Es war nicht das erste Mal. Besonders Felder, auf denen
genmanipulierter Mais gezüchtet wurde, waren in der Vergangenheit von solchen
Sabotageakten betroffen gewesen. Bislang war aber kein Mensch dabei zu Schaden
gekommen.
»Ada Horstkemper hat bereits mit der Polizei gesprochen. Aber nicht
mit dir, sagt sie. Dich hat sie gar nicht gesehen, das müssen alles deine
Kollegen gewesen sein.«
»Ich ermittele auch gar nicht in der Sache.«
»Nein?« Seine Mutter stockte. »Aber das war doch ein Mordversuch …
Ich dachte, ihr kommt, wenn so ein Verbrechen passiert?«
»Das war wohl eher Sachbeschädigung und fahrlässige Körperverletzung.
Das machen die Kollegen von der Kreispolizei.«
»Ach so?« Sie schien nachzudenken.
»Du hast Ada Horstkemper bereits gesagt, dass ich zuständig bin,
oder?«
»Na ja, ich habe ihr gesagt, dass du Bescheid wüsstest.

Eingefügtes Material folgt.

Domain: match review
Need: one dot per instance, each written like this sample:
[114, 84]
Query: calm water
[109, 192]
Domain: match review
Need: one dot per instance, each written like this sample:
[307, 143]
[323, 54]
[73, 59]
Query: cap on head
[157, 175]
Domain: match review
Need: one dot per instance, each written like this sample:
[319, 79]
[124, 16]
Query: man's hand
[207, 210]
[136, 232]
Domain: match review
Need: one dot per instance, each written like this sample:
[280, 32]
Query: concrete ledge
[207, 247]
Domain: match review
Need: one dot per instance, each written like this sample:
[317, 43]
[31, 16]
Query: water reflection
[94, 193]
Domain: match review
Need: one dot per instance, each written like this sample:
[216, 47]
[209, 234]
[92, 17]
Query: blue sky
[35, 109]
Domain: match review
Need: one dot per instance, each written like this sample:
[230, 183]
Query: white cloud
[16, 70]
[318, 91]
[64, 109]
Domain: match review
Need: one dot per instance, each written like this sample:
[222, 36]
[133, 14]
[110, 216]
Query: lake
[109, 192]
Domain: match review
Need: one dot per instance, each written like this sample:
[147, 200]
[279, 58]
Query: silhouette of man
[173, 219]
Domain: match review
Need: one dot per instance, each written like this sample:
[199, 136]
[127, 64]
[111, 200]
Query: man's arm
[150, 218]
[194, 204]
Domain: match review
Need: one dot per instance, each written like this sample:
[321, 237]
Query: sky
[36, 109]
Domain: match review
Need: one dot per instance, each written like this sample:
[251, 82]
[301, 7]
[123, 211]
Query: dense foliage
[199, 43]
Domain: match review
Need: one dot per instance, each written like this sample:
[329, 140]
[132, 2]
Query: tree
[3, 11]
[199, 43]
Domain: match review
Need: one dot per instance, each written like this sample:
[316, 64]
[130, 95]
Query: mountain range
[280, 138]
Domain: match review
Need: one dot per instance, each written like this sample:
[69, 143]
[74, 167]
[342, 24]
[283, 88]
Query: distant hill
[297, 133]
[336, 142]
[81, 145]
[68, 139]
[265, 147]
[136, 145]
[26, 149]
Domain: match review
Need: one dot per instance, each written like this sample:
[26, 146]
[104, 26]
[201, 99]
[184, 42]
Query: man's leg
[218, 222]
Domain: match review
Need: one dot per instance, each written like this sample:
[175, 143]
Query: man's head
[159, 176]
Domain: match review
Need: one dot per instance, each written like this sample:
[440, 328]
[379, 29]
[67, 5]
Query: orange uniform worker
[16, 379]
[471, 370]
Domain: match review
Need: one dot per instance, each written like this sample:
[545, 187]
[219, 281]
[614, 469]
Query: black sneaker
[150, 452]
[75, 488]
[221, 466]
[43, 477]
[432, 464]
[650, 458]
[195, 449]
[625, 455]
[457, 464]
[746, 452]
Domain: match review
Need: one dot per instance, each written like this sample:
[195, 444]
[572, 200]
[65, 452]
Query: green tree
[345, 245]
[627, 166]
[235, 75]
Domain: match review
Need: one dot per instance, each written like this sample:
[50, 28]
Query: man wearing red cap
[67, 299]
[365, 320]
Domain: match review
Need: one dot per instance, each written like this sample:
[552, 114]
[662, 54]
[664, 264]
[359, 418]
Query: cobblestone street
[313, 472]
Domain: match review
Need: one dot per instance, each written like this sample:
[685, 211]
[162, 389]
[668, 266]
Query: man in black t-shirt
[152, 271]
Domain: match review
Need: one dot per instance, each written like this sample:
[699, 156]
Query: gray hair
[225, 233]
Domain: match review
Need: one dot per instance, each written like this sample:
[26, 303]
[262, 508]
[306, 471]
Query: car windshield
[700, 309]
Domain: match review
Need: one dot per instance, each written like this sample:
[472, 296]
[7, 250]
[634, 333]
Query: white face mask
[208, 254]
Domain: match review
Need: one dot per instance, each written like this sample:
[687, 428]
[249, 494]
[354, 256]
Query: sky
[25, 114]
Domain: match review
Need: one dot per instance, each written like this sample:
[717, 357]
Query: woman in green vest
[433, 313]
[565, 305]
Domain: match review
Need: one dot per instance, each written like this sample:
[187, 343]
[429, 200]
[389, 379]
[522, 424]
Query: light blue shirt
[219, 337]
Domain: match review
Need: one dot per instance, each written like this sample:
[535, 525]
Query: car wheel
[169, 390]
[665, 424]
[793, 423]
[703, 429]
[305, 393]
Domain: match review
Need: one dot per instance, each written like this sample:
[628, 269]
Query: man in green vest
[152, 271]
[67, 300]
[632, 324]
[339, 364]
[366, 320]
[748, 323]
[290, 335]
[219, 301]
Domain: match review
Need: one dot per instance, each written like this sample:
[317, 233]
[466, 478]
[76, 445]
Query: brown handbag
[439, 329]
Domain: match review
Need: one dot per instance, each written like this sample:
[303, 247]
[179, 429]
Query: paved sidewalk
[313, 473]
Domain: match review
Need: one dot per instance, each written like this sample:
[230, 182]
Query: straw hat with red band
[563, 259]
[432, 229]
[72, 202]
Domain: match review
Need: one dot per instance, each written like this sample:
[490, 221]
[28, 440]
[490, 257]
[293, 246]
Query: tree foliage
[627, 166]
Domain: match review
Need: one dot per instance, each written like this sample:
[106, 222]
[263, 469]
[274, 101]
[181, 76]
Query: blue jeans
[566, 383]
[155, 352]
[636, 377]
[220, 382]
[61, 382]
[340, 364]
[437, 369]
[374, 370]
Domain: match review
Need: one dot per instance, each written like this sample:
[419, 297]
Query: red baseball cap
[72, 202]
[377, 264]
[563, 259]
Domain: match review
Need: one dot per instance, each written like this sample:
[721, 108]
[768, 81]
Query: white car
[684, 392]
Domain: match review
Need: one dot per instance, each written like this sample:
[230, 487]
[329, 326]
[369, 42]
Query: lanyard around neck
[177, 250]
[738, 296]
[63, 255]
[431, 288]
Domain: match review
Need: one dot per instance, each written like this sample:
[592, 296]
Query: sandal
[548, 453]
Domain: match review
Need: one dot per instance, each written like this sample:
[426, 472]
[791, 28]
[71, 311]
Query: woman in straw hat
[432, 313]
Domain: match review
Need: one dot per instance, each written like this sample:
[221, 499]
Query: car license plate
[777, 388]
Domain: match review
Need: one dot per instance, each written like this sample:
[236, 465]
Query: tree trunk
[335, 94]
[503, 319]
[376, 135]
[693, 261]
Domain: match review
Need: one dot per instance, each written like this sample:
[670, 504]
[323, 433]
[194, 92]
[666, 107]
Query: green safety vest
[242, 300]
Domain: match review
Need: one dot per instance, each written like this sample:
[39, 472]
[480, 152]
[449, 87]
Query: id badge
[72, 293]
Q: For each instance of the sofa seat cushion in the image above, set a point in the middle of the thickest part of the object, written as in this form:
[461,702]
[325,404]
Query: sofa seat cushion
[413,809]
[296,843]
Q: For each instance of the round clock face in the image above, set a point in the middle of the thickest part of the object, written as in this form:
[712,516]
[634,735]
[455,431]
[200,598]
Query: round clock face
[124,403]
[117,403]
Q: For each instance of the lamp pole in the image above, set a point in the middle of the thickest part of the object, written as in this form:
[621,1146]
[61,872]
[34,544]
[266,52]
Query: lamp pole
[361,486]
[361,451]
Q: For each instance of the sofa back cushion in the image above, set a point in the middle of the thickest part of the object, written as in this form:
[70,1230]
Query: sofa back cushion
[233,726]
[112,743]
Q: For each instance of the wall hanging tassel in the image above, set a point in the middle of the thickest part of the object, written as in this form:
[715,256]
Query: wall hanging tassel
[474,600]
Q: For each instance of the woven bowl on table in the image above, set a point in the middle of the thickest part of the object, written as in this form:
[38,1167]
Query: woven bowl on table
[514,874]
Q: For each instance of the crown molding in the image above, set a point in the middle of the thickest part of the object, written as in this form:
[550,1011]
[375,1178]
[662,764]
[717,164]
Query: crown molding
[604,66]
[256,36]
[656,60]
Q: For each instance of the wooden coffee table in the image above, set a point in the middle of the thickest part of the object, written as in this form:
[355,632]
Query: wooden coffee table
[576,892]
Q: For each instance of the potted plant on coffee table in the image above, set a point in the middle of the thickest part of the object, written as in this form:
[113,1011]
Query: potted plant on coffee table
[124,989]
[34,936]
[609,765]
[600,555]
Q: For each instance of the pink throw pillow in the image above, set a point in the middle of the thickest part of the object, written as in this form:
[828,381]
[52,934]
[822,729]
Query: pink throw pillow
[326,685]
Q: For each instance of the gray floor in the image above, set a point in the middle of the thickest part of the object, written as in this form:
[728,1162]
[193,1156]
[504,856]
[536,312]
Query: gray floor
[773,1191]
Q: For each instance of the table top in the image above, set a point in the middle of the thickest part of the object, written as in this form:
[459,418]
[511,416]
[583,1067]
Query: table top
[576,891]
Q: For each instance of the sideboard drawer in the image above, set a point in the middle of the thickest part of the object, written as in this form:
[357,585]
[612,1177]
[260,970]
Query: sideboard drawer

Ich dachte
ja, dass du da ermittelst. Sie will nämlich mit jemandem über den Fall reden,
dem sie vertrauen kann. Die Polizisten, die sie besucht haben, waren wohl nicht
sehr höflich zu ihr.«
Hambrock unterdrückte ein Stöhnen. »Und da hast du ihr gesagt, dass
ich vorbeischauen würde?«
»Das macht nichts, ich rufe Ada einfach an und sage ihr, dass du
keine Zeit hast. Du hast bestimmt auch ohne diese Sache genug zu tun, wo du
doch mit Erlend nach Holland fahren willst. Da musst du sicher eine Menge
vorarbeiten, wenn du nächste Woche beruhigt in den Urlaub …«
»Mutter«, unterbrach er mit ruhiger Stimme. »Du hast es ihr doch
bereits versprochen, oder etwa nicht?«
»Na ja«, räumte sie widerwillig ein, »aber das soll nicht dein
Problem sein. Ich sag ihr einfach wieder ab.«
Seine Mutter hasste es, ihm zur Last zu fallen. Das war schon immer
so gewesen.
»Wenn sie einen sachdienlichen Hinweis hat, sollten wir das ernst
nehmen«, sagte er. »Ich kann dir die Nummer von einem Kollegen aus Steinfurt
geben, mit dem ich bereits zusammengearbeitet habe. Das ist ein ganz netter
Kerl. Den ruf ich vorher an und sage ihm, er soll sich Zeit für Ada nehmen.
Damit sie sich gut behandelt fühlt.«
Seine Mutter zögerte. »Ja, das wird das Beste sein«, sagte sie
schließlich. Doch der Klang ihrer Stimme strafte sie Lügen.
»Was ist denn das Problem? Soll ich selbst Ada anrufen und ihr die
Nummer geben?«
»Sie will einfach nicht mit der Polizei sprechen, das ist alles.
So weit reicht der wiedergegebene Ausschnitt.